Incluso si el dinero no es problema, acabará siéndolo. Isabel Gutiérrez solo sale de su habitación en un amplio piso de La Castellana en Madrid cada tres meses para ir al hospital. Allá donde vaya, la acompaña un enjambre de tubos y aparatos, su nexo con la vida: ventilador-respirador conectado a la traqueostomía, tosedor, aspirador de flemas, dispositivo para aerosoles y pulsómetro que mide la saturación de oxígeno. “Mi traslado es complicado, porque no sostengo nada, soy como gelatina”. Escribe con los ojos (también sonríe con ellos) desde hace tiempo. Come y bebe a través de la gastrostomía.

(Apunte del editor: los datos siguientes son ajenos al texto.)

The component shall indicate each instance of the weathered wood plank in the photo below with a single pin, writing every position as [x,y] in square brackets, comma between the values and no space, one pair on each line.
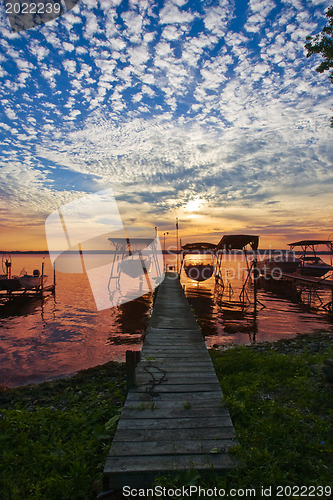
[173,434]
[174,423]
[160,463]
[175,418]
[199,397]
[183,447]
[184,410]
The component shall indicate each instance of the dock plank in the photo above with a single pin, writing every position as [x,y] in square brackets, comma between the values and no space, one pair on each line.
[175,418]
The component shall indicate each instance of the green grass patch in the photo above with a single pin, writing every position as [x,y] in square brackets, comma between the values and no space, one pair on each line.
[54,437]
[282,411]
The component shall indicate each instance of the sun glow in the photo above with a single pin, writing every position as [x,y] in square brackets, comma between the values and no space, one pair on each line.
[194,205]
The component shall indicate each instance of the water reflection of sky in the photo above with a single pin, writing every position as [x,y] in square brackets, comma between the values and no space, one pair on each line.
[224,320]
[60,335]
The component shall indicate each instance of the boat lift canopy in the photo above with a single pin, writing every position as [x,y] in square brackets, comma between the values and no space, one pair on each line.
[304,244]
[231,242]
[192,247]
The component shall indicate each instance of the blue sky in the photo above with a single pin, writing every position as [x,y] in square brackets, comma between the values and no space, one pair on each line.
[206,110]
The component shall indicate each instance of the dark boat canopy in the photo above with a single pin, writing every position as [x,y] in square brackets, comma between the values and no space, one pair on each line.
[238,242]
[199,246]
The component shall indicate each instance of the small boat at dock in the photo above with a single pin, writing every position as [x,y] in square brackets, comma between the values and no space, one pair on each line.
[24,282]
[277,264]
[311,264]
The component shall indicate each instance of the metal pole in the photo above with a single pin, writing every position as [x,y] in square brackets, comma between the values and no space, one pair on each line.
[42,285]
[177,244]
[164,249]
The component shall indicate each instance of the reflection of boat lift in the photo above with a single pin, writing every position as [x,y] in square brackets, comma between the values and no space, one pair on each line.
[242,242]
[129,259]
[198,271]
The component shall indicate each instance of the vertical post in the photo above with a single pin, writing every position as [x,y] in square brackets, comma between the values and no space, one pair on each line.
[132,359]
[255,278]
[177,243]
[42,284]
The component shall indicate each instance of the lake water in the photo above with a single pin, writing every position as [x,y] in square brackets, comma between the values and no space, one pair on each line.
[56,336]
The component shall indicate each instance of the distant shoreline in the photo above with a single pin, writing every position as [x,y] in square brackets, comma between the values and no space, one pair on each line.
[164,252]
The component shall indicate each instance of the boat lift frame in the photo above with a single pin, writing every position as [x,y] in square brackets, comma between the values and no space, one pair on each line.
[126,247]
[241,242]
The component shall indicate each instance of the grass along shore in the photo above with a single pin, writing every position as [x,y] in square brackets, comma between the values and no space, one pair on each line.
[55,436]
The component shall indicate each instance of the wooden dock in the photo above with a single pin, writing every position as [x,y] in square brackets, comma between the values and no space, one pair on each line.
[174,419]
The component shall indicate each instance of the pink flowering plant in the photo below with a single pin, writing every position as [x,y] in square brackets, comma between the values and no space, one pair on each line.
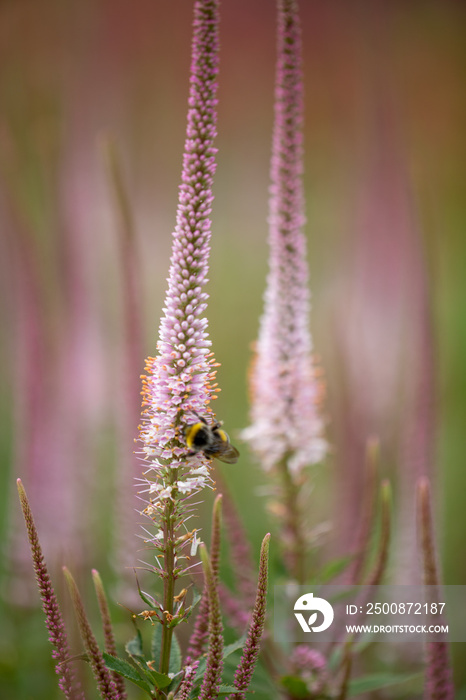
[179,436]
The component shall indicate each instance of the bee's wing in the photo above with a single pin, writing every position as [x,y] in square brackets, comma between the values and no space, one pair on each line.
[228,454]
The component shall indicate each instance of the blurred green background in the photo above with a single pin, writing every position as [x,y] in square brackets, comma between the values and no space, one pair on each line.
[385,169]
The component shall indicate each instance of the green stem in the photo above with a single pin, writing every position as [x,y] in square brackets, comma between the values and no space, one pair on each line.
[168,582]
[293,525]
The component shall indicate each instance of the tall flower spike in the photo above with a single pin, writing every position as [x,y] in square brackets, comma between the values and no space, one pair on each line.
[439,683]
[285,391]
[54,620]
[180,378]
[179,383]
[247,664]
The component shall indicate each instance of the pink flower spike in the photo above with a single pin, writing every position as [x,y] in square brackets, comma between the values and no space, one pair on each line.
[179,379]
[54,620]
[285,391]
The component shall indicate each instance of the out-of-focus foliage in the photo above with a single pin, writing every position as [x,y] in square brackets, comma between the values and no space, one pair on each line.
[383,202]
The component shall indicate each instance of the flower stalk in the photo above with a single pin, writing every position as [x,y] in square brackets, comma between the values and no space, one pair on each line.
[247,664]
[180,380]
[286,429]
[439,682]
[214,664]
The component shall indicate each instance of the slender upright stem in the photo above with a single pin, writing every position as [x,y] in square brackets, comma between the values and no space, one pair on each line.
[168,584]
[296,552]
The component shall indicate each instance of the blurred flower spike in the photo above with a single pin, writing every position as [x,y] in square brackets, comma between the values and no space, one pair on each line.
[180,380]
[285,389]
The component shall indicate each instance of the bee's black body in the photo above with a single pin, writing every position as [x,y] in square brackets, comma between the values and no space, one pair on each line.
[211,440]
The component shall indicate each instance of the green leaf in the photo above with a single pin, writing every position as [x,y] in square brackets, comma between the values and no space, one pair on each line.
[156,643]
[333,569]
[175,656]
[160,679]
[296,687]
[125,669]
[377,681]
[175,651]
[134,646]
[225,689]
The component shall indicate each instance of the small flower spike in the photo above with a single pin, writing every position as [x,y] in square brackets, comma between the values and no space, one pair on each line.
[439,682]
[285,390]
[102,675]
[214,664]
[54,620]
[247,664]
[180,380]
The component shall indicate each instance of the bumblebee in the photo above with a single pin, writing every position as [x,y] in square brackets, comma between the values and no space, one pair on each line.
[211,440]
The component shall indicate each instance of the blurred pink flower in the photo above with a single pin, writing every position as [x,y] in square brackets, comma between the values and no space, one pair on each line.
[285,391]
[179,381]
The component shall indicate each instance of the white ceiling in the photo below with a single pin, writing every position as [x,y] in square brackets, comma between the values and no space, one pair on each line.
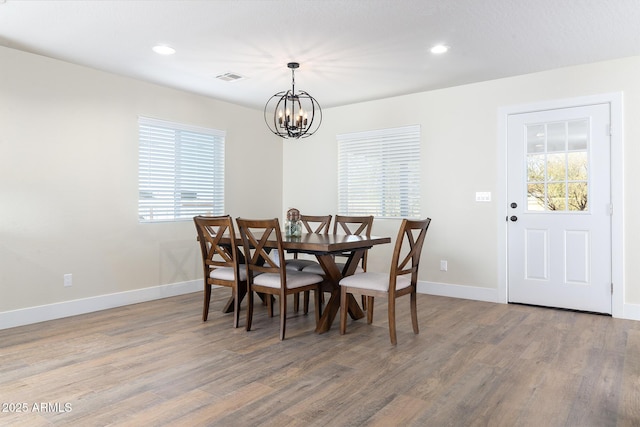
[349,50]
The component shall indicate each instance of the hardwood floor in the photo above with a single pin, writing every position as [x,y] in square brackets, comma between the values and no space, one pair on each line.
[473,364]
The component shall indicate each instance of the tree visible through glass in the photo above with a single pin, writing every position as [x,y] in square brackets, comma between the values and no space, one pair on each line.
[558,166]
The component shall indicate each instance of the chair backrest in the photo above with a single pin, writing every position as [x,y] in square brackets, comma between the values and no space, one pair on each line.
[255,234]
[215,254]
[408,247]
[318,224]
[356,225]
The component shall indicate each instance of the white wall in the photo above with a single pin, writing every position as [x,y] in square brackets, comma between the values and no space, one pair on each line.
[68,180]
[68,185]
[460,141]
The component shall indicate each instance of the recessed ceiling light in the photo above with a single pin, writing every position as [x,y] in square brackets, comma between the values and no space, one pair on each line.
[440,48]
[164,50]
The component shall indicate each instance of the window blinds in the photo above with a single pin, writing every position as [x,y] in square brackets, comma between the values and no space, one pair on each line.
[181,171]
[379,173]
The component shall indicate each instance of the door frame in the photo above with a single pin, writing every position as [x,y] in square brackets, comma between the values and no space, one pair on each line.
[614,100]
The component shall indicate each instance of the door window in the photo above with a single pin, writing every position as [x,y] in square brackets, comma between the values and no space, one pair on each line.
[558,166]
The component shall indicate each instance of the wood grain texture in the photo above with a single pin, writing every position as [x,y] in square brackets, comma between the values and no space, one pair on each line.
[473,364]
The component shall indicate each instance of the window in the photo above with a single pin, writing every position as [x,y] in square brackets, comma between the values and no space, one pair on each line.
[181,171]
[379,173]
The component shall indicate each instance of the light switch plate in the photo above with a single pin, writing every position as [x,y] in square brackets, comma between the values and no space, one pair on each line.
[483,196]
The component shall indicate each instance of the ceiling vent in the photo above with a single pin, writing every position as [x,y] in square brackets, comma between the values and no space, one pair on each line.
[230,77]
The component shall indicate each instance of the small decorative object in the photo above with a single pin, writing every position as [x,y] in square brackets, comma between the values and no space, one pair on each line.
[293,225]
[291,114]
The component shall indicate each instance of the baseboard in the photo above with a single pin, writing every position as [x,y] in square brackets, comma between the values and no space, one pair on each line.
[30,315]
[42,313]
[631,312]
[458,291]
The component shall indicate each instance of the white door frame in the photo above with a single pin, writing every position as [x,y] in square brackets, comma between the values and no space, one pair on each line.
[617,190]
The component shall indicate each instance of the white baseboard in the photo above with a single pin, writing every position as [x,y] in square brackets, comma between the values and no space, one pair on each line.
[458,291]
[42,313]
[631,311]
[27,316]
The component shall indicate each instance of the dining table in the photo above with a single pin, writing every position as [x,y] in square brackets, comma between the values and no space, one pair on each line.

Muchos rechazan la traqueostomía porque exige vigilancia constante
“Es duro vivir así. Y no quiero arruinar a mi familia”, afirma una paciente
Al límite
Aparte de su tesón, el dinero que recibió al dejar su puesto de directiva de una gran empresa le ha permitido ver a sus dos hijos llegar a la universidad. Cinco personas se encargan de cuidarla. “Es una pyme. Duro o imposible. Yo misma estoy al límite”, continúa esta mujer pelirroja de 58 años que, a pesar de la ELA, aprendió a pintar y a escribir. Sigue haciendo esto último en la revista FronteraD. Extraña dormir de lado y abrazar. Cree que ya tiene derecho a que le quiten la traqueostomía y la gastrostomía y morir. “Es por una combinación de la dureza de vivir y amor a mi familia, no quiero arruinarlos”.
Pepe y Mari Luz buscan en el móvil una foto: sus nietos mayores, cabalgando sobre las piernas de él, uno; encaramado sobre el motor de la silla, el otro. “Dale, abuelo, dale…”. Razones para vivir. Las mismas por las que cada día Pepe tiene menos claro que quiera la traqueo.